One line of defence by the Vatican’s apologists without giving any evidence is that well-known efforts by many Catholic institutions to help the Jews were actually orchestrated by the Pope. Now there were indeed occasions when brave Catholic clergymen as well as laymen helped the Jewish victims to escape Nazi authorities at great personal risk. But to credit the Vatican for these great souls without proper proof is equal to condemning all Germans as Nazis.
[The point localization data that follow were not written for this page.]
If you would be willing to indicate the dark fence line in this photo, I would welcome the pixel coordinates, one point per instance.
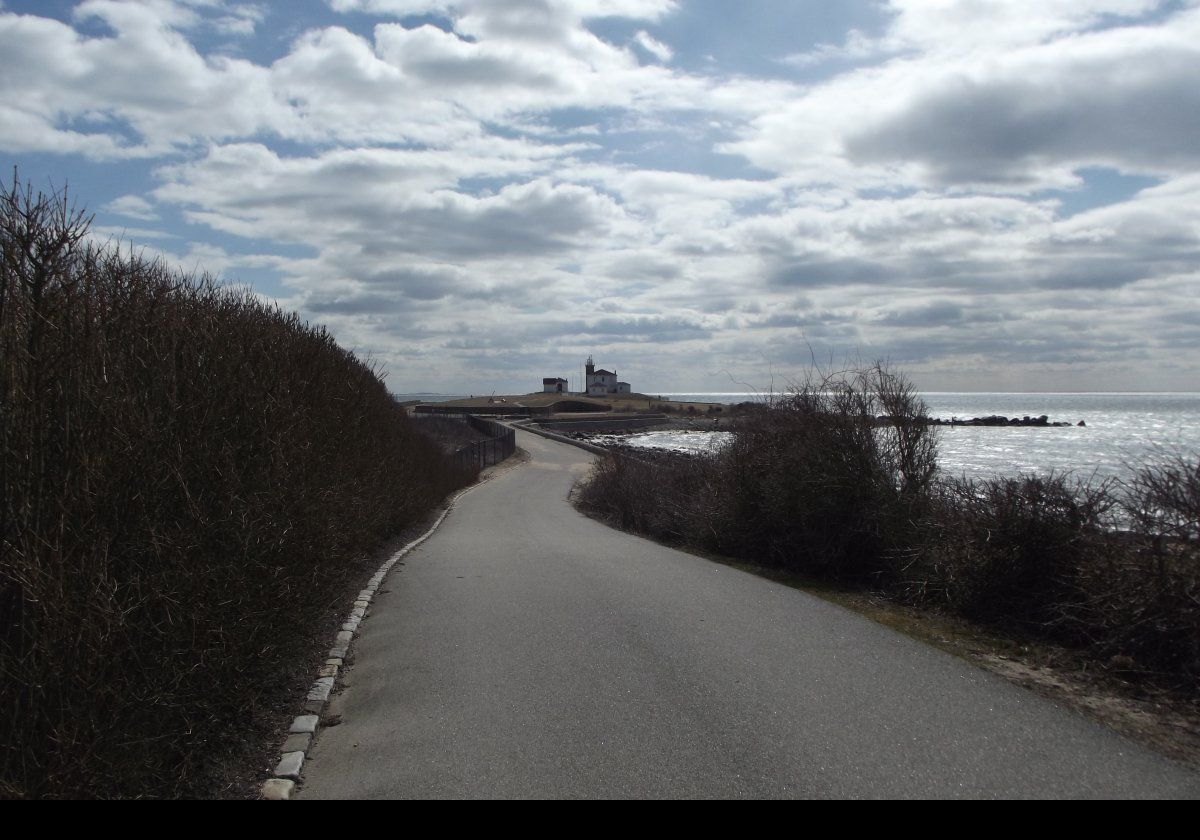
(501, 444)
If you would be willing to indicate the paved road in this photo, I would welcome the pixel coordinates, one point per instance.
(526, 651)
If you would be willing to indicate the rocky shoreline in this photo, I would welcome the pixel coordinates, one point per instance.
(999, 420)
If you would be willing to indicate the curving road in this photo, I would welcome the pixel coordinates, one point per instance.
(526, 651)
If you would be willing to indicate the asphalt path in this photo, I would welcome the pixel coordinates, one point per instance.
(528, 652)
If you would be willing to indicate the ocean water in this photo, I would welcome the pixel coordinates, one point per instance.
(1122, 432)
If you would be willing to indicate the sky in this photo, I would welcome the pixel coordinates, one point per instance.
(706, 196)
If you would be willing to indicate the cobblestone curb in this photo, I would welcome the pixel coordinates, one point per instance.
(304, 729)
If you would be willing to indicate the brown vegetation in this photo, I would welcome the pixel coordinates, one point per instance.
(185, 473)
(838, 481)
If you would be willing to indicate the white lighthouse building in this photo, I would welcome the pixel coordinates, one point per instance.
(601, 383)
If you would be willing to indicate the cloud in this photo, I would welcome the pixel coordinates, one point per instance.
(509, 189)
(653, 46)
(1018, 102)
(133, 207)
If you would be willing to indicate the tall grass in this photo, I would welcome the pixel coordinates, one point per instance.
(839, 481)
(185, 473)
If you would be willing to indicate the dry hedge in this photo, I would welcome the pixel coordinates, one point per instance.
(838, 480)
(185, 472)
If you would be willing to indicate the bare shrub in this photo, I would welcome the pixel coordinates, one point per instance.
(1014, 551)
(186, 474)
(828, 478)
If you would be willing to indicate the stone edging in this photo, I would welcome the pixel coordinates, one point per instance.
(561, 438)
(304, 729)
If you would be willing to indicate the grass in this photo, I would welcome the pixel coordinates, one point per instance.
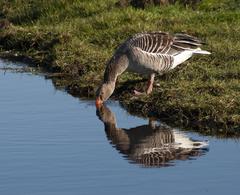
(77, 37)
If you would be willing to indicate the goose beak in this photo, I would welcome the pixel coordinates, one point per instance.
(99, 102)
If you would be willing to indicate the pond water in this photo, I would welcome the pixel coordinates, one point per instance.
(53, 143)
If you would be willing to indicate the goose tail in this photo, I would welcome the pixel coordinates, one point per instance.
(199, 51)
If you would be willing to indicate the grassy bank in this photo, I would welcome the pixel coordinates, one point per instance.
(74, 39)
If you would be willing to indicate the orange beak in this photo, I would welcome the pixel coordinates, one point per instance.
(99, 102)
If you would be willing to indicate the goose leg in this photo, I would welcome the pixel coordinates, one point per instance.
(149, 86)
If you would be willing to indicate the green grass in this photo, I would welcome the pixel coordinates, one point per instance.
(77, 37)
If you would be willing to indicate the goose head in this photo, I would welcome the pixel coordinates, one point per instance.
(104, 92)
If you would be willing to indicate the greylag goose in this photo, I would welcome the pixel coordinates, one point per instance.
(150, 144)
(147, 54)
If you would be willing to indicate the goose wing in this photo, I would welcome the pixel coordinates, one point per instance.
(164, 43)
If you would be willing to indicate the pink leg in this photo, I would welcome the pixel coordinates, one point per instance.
(149, 86)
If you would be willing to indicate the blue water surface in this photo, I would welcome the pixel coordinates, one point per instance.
(52, 143)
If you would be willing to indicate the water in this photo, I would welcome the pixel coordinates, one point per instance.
(52, 143)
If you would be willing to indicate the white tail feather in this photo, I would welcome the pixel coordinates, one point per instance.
(199, 51)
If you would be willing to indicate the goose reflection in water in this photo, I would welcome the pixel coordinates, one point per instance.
(152, 145)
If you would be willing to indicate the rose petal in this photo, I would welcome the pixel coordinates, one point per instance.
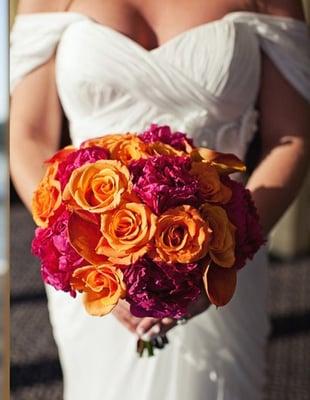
(220, 284)
(84, 235)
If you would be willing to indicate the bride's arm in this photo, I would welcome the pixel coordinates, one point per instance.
(35, 117)
(285, 134)
(35, 125)
(284, 129)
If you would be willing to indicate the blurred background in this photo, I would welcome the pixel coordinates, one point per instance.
(4, 291)
(35, 369)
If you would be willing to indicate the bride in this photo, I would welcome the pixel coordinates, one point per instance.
(215, 69)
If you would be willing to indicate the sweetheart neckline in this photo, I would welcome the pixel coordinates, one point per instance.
(175, 38)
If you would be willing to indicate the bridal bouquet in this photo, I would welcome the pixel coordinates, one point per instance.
(144, 217)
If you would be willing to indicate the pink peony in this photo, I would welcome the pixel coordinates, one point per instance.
(58, 258)
(164, 182)
(243, 214)
(78, 158)
(163, 134)
(157, 289)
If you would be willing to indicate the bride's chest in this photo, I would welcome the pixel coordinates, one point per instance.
(217, 62)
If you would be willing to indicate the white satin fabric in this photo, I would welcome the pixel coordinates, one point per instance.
(205, 82)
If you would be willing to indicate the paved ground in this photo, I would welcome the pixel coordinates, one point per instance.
(35, 370)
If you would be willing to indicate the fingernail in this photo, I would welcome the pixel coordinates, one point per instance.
(146, 337)
(140, 331)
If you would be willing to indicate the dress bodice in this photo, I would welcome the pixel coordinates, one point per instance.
(204, 81)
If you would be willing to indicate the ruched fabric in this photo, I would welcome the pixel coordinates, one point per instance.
(204, 81)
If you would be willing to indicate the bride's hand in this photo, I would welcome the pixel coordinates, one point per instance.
(148, 328)
(122, 313)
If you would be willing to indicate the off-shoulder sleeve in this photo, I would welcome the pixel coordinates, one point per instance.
(287, 43)
(33, 40)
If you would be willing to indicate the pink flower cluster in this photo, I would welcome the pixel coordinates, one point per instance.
(178, 223)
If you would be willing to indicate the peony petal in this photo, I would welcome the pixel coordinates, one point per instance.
(84, 235)
(220, 284)
(61, 155)
(225, 163)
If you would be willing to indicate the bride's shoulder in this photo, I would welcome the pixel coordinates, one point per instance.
(39, 6)
(281, 8)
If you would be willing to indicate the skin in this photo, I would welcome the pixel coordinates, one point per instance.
(35, 126)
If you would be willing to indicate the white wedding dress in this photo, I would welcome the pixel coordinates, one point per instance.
(204, 82)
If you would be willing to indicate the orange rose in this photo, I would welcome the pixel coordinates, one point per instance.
(103, 286)
(222, 243)
(160, 148)
(182, 235)
(210, 184)
(47, 198)
(126, 233)
(97, 187)
(225, 163)
(129, 148)
(122, 147)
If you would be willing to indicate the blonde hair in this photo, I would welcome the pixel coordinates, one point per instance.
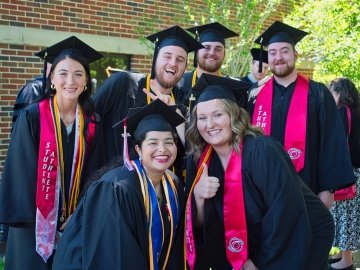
(239, 122)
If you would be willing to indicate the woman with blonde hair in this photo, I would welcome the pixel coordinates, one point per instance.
(247, 207)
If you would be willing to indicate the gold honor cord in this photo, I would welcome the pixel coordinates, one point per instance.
(148, 90)
(197, 178)
(74, 189)
(57, 126)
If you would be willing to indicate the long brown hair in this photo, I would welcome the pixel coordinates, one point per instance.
(239, 122)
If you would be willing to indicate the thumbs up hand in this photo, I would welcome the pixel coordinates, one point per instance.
(207, 186)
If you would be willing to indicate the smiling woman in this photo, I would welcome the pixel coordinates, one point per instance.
(51, 140)
(130, 217)
(239, 182)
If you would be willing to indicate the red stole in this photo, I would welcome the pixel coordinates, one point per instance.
(234, 212)
(296, 122)
(48, 186)
(50, 173)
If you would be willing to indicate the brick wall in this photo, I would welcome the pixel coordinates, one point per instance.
(52, 19)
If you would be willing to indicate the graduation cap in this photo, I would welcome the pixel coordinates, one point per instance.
(255, 52)
(211, 32)
(279, 32)
(173, 36)
(156, 116)
(69, 46)
(209, 87)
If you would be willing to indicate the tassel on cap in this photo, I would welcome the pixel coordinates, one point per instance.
(260, 56)
(126, 158)
(44, 79)
(195, 52)
(156, 50)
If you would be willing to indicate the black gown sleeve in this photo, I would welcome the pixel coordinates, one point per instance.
(107, 230)
(334, 164)
(285, 236)
(18, 182)
(112, 101)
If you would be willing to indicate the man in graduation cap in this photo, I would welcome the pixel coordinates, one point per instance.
(256, 75)
(47, 157)
(208, 59)
(302, 115)
(131, 217)
(121, 91)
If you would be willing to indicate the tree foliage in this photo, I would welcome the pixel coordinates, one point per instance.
(333, 42)
(245, 17)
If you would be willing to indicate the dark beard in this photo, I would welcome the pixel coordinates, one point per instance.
(283, 73)
(209, 68)
(166, 84)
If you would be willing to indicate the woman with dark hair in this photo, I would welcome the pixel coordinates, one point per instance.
(247, 207)
(44, 167)
(346, 211)
(131, 217)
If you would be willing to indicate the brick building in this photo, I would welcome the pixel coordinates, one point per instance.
(113, 27)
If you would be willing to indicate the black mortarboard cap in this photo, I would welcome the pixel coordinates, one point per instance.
(156, 116)
(211, 32)
(69, 46)
(259, 54)
(209, 87)
(280, 32)
(173, 36)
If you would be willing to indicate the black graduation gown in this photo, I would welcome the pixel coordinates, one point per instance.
(108, 229)
(354, 136)
(280, 232)
(18, 189)
(112, 101)
(327, 159)
(28, 94)
(246, 79)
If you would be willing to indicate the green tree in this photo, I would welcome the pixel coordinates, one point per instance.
(333, 42)
(245, 17)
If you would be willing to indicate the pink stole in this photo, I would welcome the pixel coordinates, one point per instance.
(234, 213)
(296, 122)
(50, 169)
(48, 188)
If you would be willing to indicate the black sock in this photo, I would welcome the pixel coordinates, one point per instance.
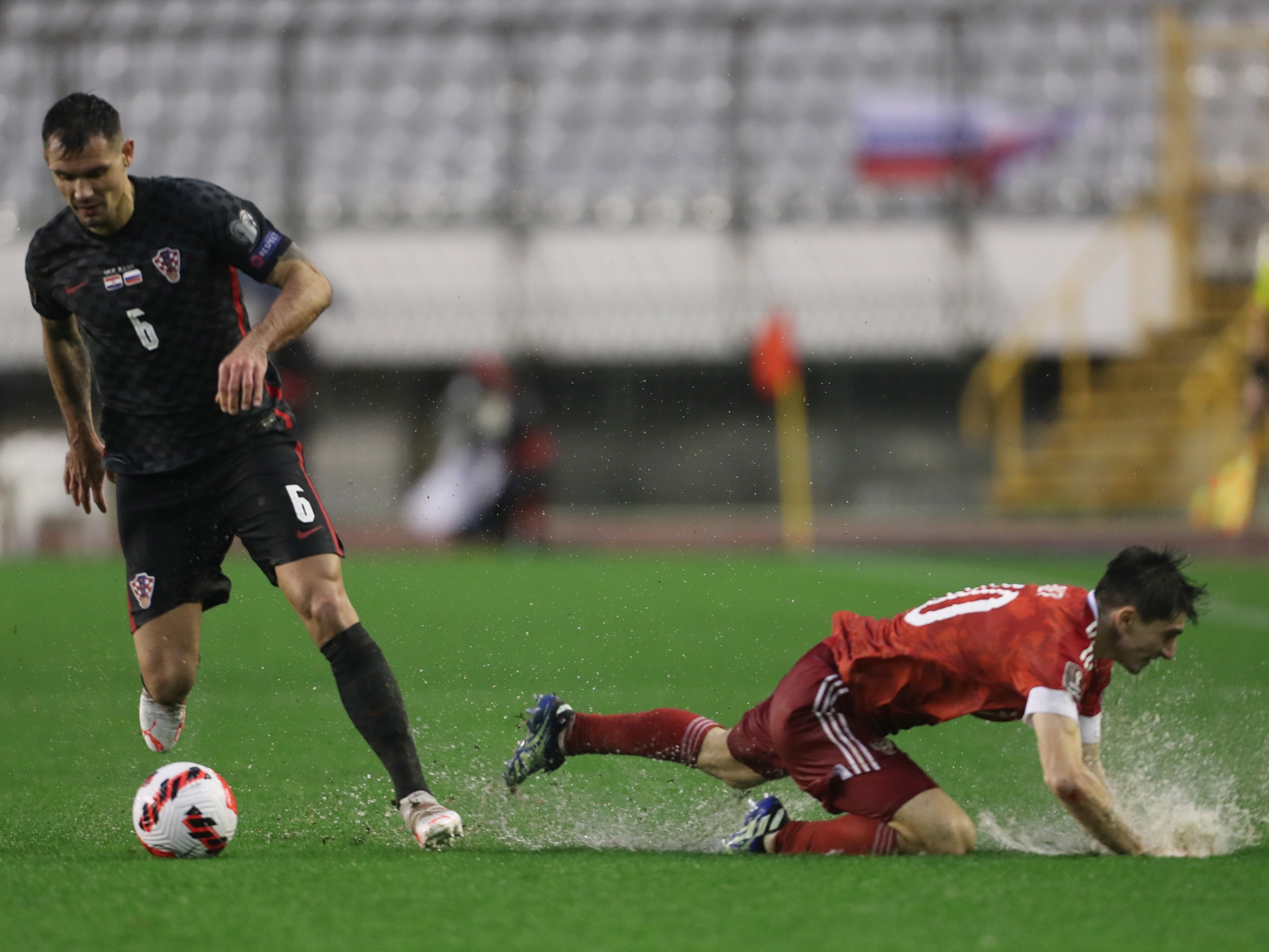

The best the Pope himself did was encourage humanitarian aid by subordinates within the Church—indirectly—and issued vague appeals against the oppression of unnamed racial and religious groups whatever that meant.

In the present, some historians have come to appreciate the tactical silence of the Vatican. One such historian, Günther Lewy, stated that condemnation by the Pope against the Nazis would almost certainly have botched to move the German public and would likely have made matters worse for the half-Jews as well as for practicing Catholics in Germany. And most scholars claim that much of the Vatican’s actions are in line with most of the then-Europe which saw Nazism as a bulwark against the spread of Marxist ideology.

If that is the case, then why do we bother calling the Vatican ‘Holy?’ I can understand Pope’s astute diplomacy, but I cannot call a man ‘Holy’ who sat silent like the fabled story of Nero when Rome burned.